10 Tips for Teen Dating Safety for Teens: 

  1. Keep an open line of communication with trusted adults and friends. 
  2. Always practice CONSENT (Consent = Permission for something to happen or agreement to do something). 
  3. NEVER leave your food or drink unattended. 
  4. Do not participate in drugs or alcohol of any kind. Take care of your body, spiritually and physically. You are sacred! 
  5. Have a “date buddy” for safety (Examples: Invite a friend or group of friends to join, go on a double date with a friend or ask a trusted adult to hang back). 
  6. Be aware of your surroundings, know where you are going and let a trusted adult know where you are going. Plan dates in public places that feel safe and familiar to you (Example: Share your location with a trusted adult on your device for safety). 
  7. Be aware of sharing personal information such as home address, work address, and phone number. Including online profiles, keep online dating and social media profiles safe from stalking and harassment opportunities by keeping your information private or unavailable.  
  8. Be cautious of sharing photos! Share only what you would be comfortable with someone else sharing; even if you ask to keep it private, there is always the possibility of them sharing the information you give.  
  9. Carry safety devices with you like a whistle, pepper spray, phone etc. 
  10. Always Trust your GUT! If you feel unsafe, call or text a trusted adult or friend for help. In cases of emergency or immediate danger CALL 911.  
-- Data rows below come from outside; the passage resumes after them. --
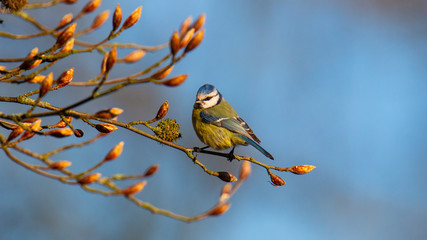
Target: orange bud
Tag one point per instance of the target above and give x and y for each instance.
(133, 189)
(184, 26)
(105, 127)
(195, 41)
(301, 169)
(66, 34)
(200, 22)
(174, 43)
(115, 152)
(276, 180)
(245, 170)
(187, 37)
(66, 19)
(219, 209)
(133, 18)
(88, 179)
(100, 19)
(60, 164)
(175, 81)
(162, 73)
(134, 56)
(226, 177)
(45, 85)
(68, 46)
(111, 60)
(62, 124)
(163, 110)
(91, 6)
(65, 78)
(37, 79)
(117, 17)
(60, 133)
(151, 170)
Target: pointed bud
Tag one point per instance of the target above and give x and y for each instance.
(163, 110)
(100, 19)
(105, 127)
(151, 170)
(134, 56)
(45, 85)
(111, 60)
(200, 22)
(133, 18)
(219, 209)
(276, 180)
(117, 17)
(226, 177)
(134, 189)
(62, 124)
(162, 73)
(37, 79)
(60, 133)
(174, 43)
(195, 41)
(301, 169)
(88, 179)
(175, 81)
(115, 152)
(184, 26)
(245, 170)
(60, 164)
(91, 6)
(187, 37)
(66, 19)
(65, 78)
(66, 34)
(68, 46)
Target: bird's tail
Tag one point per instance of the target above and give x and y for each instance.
(257, 146)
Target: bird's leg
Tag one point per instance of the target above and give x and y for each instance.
(231, 155)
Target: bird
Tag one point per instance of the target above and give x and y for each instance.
(218, 125)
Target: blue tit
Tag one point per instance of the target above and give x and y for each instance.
(217, 124)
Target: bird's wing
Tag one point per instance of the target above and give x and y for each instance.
(234, 124)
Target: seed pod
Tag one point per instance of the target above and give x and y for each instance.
(163, 110)
(60, 164)
(175, 81)
(91, 6)
(200, 22)
(115, 152)
(162, 73)
(100, 19)
(187, 37)
(105, 128)
(65, 78)
(45, 85)
(276, 180)
(151, 170)
(301, 169)
(195, 41)
(88, 179)
(184, 26)
(219, 209)
(66, 19)
(174, 43)
(133, 18)
(117, 17)
(134, 56)
(60, 133)
(66, 34)
(226, 177)
(133, 189)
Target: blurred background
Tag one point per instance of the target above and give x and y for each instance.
(341, 85)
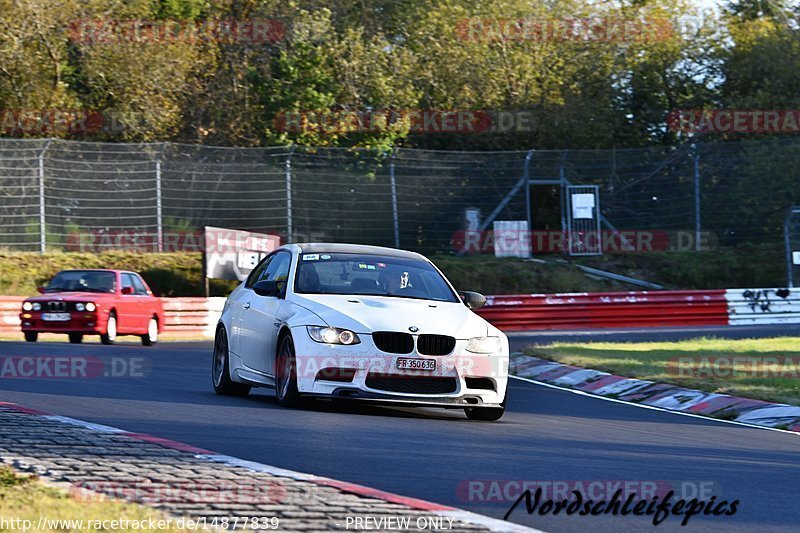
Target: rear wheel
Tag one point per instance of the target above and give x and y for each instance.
(487, 414)
(110, 336)
(220, 369)
(286, 375)
(151, 337)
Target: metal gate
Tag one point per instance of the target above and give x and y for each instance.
(583, 220)
(791, 233)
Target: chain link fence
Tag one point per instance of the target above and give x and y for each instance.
(57, 194)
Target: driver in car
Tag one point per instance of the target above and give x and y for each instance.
(394, 282)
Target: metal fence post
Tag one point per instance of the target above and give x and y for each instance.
(395, 216)
(288, 172)
(787, 239)
(159, 217)
(696, 159)
(42, 220)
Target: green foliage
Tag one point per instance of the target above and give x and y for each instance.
(362, 55)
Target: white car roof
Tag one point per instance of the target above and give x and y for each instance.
(322, 247)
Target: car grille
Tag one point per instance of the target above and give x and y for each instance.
(412, 384)
(480, 383)
(55, 307)
(435, 344)
(391, 342)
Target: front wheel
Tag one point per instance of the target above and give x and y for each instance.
(487, 414)
(220, 369)
(110, 336)
(286, 374)
(151, 337)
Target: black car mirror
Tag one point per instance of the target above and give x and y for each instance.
(473, 300)
(268, 288)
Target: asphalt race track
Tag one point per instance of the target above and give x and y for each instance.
(546, 435)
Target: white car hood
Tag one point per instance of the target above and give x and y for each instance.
(365, 314)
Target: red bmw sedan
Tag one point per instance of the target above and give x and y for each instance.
(108, 303)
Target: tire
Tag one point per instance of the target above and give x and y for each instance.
(110, 336)
(151, 337)
(286, 374)
(220, 369)
(486, 414)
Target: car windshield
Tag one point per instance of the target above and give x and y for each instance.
(82, 281)
(358, 274)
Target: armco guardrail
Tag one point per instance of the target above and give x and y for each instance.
(607, 310)
(189, 316)
(192, 316)
(763, 306)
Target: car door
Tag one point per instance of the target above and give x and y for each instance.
(262, 318)
(144, 307)
(243, 295)
(129, 313)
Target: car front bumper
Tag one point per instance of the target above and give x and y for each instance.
(80, 322)
(460, 379)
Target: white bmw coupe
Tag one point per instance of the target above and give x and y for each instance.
(359, 322)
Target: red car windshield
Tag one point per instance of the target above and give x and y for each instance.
(82, 281)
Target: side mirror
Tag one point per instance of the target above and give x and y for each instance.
(268, 288)
(473, 300)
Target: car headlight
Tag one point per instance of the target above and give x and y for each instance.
(332, 335)
(483, 345)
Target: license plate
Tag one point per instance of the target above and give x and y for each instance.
(404, 363)
(55, 317)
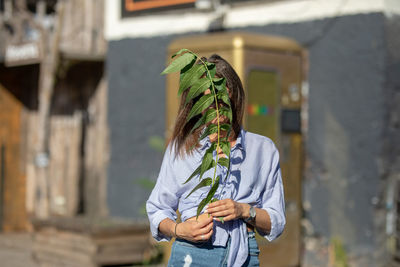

Teen Dating violence can have a negative effect on overall health and well-being throughout one’s life. Teen dating victims may engage in unhealthy behaviors, like drug and alcohol use or other unhealthy coping habits. Although the challenges that our tribal communities face may be staggering, there is a resilience building up within our Native youth. They are powerful, creative, innovative, and passionate. As we strive for violence free communities, we can protect our youth by engaging in healthy conversations and using every opportunity to educate and support them in their independence as they transition into adulthood to make the best decisions for themselves and those around them. We must pass on to our youth that Violence is Not Our Tradition!